Un autre président se trouve en photo dans LE MONDE : celui du Nicaragua

« Daniel Ortega réprime l’opposition dans le sang », titre le journal à sa Une. Depuis bientôt trois mois, au moins 250 personnes sont mortes dans les manifestations, et on compte 2.000 blessés. Répression condamnée par les USA, l’Union européenne et les Nations Unies. Au pouvoir depuis 2007, l’ex-guérillero sandiniste est accusé, avec son épouse, la vice-présidente Rosario Murillo, de verser dans un régime autoritaire et corrompu, appuyé par les seules forces de police. La police qui tire à l’arme lourde sur les manifestants. Frédéric Saliba nous fait le portrait de Rosario Murillo : une octogénaire qui a forcé son époux à partager le pouvoir à partir d’une sordide histoire de famille. Il y a vingt ans, sa fille, née d’une précédente union, a accusé Daniel Ortega de l’avoir violée. « Ma fille est mythomane », a rétorqué sa mère, et cette défense inconditionnelle de son mari lui a ouvert ensuite les portes du gouvernement. Pour ses adversaires, Ortega a trahi les idéaux de la révolution. Il serait rien moins qu’un dictateur et sa femme serait folle. En retour, le chef de l’Etat les traite de « vandales » et de « délinquants ». Ortega s’accroche au pouvoir et refuse d’avancer la présidentielle. Ses opposants voudraient qu’elle ait lieu en 2019, et non pas dans trois ans. Aujourd’hui, écrit l’envoyé spécial du MONDE, « le Nicaragua est plongé dans l’incertitude et dans la barbarie ». Une nouvelle manifestation est prévue ce jeudi, et une grève générale demain.

Cela étant, c’est un autre sujet qui fait la Une du journal. Quel sujet ? La Coupe du Monde, bien sûr ! 

Et la liesse de mardi sur les Champs-Elysées… Le titre, c’est« La France s’offre un moment de bonheur ! » Alors bon, pour finir, parlons d’un autre sport.
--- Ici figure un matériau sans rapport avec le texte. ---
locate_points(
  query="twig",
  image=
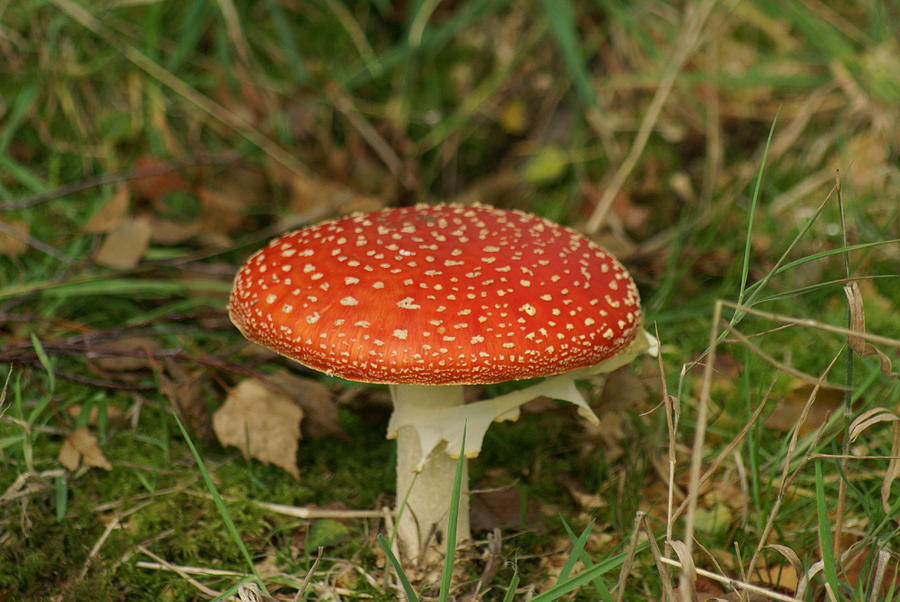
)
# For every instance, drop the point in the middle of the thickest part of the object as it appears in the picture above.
(185, 572)
(298, 511)
(695, 18)
(35, 243)
(625, 570)
(785, 477)
(109, 178)
(301, 589)
(685, 583)
(734, 583)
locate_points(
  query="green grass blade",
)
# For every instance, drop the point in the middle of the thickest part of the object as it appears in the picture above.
(62, 497)
(754, 201)
(452, 521)
(404, 581)
(45, 360)
(17, 113)
(599, 583)
(577, 549)
(583, 577)
(513, 585)
(561, 17)
(287, 42)
(830, 568)
(217, 498)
L’autre sport du moment, j’ai nommé : le cyclisme, avec l’interview réjouissante du coureur letton Toms Skujins dans LIBERATION. Aujourd’hui, il porte le maillot blanc à pois rouges, trophée du meilleur grimpeur, et le garçon ne manque pas d’humour ! « Les gens ne le savent pas assez, mais le vélo est un sport très drôle. Y compris sur le Tour », dit-il. « Sur la deuxième étape, il y avait un spectateur avec une roue de vélo accrochée sur la tête. Pour moi, le vélo est un sport fun et parfois, je fais des blagues ! » Toms Skujins confie donc ses blagues favorites : enlever le câble du dérailleur d’un concurrent, « pour que le gars n’ait plus de vitesse et pédale dans le vide » ou bien « Faire croire à un coureur que je lui pisse dessus sans faire exprès, alors que je lui arrose les jambes avec un bidon d’eau ! » De l’humour de cycliste… Et le cycliste évoque aussi la nourriture : « Sur le Tour, la bouffe est top. Le cuistot de mon équipe me gâte avec mon pêché mignon, les pommes de terre. C’est notre trésor national en Lettonie : purée, frites ou vodka. Enfin, la vodka attendra… »

Il attend la vodka, et nous, on attend la finale.